How to use PAM to check LDAP password for some users, yet always use UID/GIDs from local files?

Thanks for updating your question, that advice often gets taken the wrong way.

Your requirements as I understand them:

• UID/GID lookups for all users must run against local files.
• Authentication for specific users must try LDAP (Active Directory) first.

The short version is that yes, this is possible, but it requires actually understanding how these subsystems work and not relying upon online HOWTOs. I'm going to refer you to an existing answer of mine as a primer. https://serverfault.com/a/538503/152073

NSS is the system that performs the UID and GID lookups. If you don't modify /etc/nsswitch.conf and tell it to use ldap or sssd, your system calls will rely on the local files. Most of the PAM plugins for LDAP share a configuration file with a NSS plugin for LDAP, but that won't matter if the NSS plugin isn't being used by NSS.

Your requirement to only do this for specific users is trickier. Configure PAM to try pam_ldap.so (or pam_krb5.so, or pam_winbind.so...depends on which you're using) as auth sufficient, immediately before auth required pam_unix.so. sufficient means "good enough, stop here". required means "if we got this far and this test failed, authentication fails".

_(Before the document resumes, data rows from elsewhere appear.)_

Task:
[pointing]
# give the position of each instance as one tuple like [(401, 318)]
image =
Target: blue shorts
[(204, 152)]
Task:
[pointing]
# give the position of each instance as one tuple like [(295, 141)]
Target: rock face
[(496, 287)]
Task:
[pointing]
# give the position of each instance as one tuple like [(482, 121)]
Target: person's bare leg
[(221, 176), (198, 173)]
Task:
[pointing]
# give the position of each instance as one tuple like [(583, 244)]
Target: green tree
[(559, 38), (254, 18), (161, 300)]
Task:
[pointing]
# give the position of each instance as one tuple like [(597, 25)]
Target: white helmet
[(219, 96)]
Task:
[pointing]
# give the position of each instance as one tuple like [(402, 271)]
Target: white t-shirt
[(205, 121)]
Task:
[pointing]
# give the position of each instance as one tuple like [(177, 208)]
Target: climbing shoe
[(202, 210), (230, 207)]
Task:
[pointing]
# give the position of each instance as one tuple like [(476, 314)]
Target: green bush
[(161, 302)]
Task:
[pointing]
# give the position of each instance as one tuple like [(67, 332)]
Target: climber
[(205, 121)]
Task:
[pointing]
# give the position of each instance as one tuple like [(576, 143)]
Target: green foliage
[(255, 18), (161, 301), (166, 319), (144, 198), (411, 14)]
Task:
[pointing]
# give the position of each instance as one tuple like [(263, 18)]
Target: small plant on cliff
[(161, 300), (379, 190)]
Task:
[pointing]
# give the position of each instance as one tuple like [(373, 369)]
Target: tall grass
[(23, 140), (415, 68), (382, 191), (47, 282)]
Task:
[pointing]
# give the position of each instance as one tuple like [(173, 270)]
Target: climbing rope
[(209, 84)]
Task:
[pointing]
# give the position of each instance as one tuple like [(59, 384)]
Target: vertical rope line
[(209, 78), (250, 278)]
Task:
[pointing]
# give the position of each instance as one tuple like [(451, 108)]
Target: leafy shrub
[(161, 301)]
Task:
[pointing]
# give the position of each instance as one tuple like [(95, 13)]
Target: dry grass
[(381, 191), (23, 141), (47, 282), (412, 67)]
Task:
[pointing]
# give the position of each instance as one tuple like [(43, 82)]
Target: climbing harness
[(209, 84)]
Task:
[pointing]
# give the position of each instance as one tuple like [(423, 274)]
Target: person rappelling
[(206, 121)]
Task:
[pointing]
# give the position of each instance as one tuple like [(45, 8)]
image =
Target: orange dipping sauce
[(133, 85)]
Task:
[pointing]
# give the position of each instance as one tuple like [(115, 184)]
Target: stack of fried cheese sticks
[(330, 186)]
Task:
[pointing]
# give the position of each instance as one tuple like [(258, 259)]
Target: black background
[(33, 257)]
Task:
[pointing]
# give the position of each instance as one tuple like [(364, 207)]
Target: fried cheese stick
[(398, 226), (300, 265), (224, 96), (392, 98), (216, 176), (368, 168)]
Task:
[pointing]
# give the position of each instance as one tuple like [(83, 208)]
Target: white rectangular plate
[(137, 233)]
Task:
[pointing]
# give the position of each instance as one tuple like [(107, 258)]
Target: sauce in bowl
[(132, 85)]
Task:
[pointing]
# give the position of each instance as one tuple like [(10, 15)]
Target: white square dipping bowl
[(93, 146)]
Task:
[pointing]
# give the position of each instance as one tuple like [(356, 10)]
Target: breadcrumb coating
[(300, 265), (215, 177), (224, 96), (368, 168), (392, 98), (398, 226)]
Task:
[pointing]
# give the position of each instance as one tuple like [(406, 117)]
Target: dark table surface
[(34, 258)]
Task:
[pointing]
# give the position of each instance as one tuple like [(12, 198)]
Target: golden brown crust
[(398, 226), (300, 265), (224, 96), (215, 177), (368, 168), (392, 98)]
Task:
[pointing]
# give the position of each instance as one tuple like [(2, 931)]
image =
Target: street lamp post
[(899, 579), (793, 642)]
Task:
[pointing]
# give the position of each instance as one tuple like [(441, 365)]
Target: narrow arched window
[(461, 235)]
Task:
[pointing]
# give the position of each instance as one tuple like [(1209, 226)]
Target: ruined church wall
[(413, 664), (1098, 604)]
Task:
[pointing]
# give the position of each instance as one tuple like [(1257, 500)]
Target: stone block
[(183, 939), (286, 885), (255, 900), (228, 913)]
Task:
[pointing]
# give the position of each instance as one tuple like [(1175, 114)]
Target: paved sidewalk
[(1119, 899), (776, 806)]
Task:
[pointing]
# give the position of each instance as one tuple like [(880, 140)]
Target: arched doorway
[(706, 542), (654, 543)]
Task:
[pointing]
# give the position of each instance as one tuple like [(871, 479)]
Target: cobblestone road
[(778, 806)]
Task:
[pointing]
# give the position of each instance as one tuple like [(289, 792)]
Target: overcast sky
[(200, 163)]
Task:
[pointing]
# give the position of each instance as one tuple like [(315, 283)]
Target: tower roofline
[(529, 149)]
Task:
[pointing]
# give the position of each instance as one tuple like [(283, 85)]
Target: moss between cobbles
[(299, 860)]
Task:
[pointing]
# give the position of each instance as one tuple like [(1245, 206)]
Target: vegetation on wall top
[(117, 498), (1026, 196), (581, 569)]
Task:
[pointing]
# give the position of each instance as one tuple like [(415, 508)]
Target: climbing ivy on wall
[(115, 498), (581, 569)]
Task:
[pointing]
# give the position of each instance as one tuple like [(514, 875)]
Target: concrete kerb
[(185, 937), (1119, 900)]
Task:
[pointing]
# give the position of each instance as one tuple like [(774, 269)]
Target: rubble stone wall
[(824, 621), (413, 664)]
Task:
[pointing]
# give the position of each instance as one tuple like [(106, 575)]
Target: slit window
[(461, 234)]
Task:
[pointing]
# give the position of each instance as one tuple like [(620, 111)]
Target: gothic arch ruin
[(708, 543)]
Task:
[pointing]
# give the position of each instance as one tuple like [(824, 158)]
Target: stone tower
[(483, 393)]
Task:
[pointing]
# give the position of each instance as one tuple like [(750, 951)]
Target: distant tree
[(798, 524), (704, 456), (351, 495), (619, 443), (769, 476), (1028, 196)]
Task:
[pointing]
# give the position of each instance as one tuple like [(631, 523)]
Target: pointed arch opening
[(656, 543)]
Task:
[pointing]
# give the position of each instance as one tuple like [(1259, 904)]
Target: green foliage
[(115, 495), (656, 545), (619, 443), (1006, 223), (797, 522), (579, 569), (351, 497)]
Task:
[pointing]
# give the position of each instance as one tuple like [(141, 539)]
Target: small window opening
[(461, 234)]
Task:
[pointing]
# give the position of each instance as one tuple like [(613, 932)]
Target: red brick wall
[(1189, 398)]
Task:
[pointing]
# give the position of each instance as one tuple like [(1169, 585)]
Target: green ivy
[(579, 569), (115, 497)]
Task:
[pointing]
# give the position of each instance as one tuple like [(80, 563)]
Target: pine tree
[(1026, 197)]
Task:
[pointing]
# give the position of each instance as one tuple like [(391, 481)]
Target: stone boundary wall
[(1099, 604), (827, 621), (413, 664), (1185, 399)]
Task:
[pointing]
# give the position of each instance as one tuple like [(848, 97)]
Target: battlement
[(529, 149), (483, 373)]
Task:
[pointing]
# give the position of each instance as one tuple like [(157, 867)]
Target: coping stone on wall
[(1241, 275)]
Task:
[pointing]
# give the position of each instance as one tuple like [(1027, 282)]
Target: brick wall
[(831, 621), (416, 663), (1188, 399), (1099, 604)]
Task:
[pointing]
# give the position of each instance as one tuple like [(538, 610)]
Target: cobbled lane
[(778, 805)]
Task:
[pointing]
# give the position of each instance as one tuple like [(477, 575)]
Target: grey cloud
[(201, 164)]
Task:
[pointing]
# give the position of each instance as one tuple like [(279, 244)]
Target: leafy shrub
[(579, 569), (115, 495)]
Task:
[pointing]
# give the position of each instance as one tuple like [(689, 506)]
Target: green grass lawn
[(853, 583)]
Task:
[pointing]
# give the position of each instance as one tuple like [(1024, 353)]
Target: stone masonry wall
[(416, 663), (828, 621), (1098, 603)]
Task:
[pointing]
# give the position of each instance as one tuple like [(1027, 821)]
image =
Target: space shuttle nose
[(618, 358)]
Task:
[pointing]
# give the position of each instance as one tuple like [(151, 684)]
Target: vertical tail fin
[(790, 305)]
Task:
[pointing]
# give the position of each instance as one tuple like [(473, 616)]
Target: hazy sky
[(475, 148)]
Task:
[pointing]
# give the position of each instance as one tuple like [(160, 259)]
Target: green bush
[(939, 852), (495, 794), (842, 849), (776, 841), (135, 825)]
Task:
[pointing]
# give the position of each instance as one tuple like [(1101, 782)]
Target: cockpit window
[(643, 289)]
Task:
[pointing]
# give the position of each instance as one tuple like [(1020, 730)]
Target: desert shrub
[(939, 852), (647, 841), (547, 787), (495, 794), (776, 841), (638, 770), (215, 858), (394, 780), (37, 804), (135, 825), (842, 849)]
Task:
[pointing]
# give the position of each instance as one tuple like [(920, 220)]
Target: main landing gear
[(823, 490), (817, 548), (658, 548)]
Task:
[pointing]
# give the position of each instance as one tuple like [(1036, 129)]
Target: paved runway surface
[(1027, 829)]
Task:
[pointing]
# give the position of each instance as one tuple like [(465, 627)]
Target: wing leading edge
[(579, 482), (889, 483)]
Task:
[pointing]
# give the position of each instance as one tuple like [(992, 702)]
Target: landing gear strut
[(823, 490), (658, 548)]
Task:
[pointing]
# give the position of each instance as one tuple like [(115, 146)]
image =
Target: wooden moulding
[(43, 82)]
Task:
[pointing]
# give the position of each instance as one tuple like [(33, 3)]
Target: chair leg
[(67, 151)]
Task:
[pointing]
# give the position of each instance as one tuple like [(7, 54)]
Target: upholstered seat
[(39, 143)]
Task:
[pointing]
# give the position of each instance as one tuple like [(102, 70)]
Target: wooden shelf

This is the simplest method, but there are problems:

1. It will result in AD password lockouts if someone is frequently authenticating with a local password that does not match their AD password (i.e. they not authenticating successfully against AD as often with other systems).
2. This would also not work for your requirements if you don't want valid AD passwords to be considered for certain users.

Let me know if you really, really, really only need to authenticate against LDAP for a specific list of users. It is definitely possible, but it will increase the complexity of the PAM configuration and I'm already throwing quite a bit of information at you.

Expanding upon the answer as requsted:

My recommendation for tight control over who authenticates against AD is to use pam_access.so. For this to work, the AD and Unix PAM modules must be adjacent, and in that order. Place the following line in front of them:

auth    [success=ignore default=1] pam_access.so accessfile=/etc/security/somefile.conf noaudit

success=ignore means "if this test succeeds, ignore this line and proceed as normal". default=1 means "in all other cases, skip the next line". You will need to create somefile.conf and define a list of users who are allowed to use AD auth. Check the manpage for access.conf for more details. You will either define a list of all users in this file, or create a local group and test for membership. In all cases, the third field should be ALL. (i.e. + : whatever : ALL)

Your optional requirement (control this with an AD security group) can be implemented one of two ways:

1. If your PAM module allows you to specify a LDAP query that will cause auth checks to be skipped based on group membership, use that. This is not the same as rejecting the user via account if the password succeeds!
2. Compromise on GID lookups hitting active directory. This means you would have passwd lookups point at ldap in /etc/nsswitch.conf, but you would add the ldap line to group. The security group object must be configured so that it can be recognized as a Unix group, either by applying the appropriate objectClass (i.e. posixGroup) or configuring the NSS plugin to recognize it as one. Unless you have a strong background in LDAP, you may just want to pass on this.

Once you've successfully configured things to the point where getent group is showing the AD group, you can modify your access file to succeed based on membership of that group.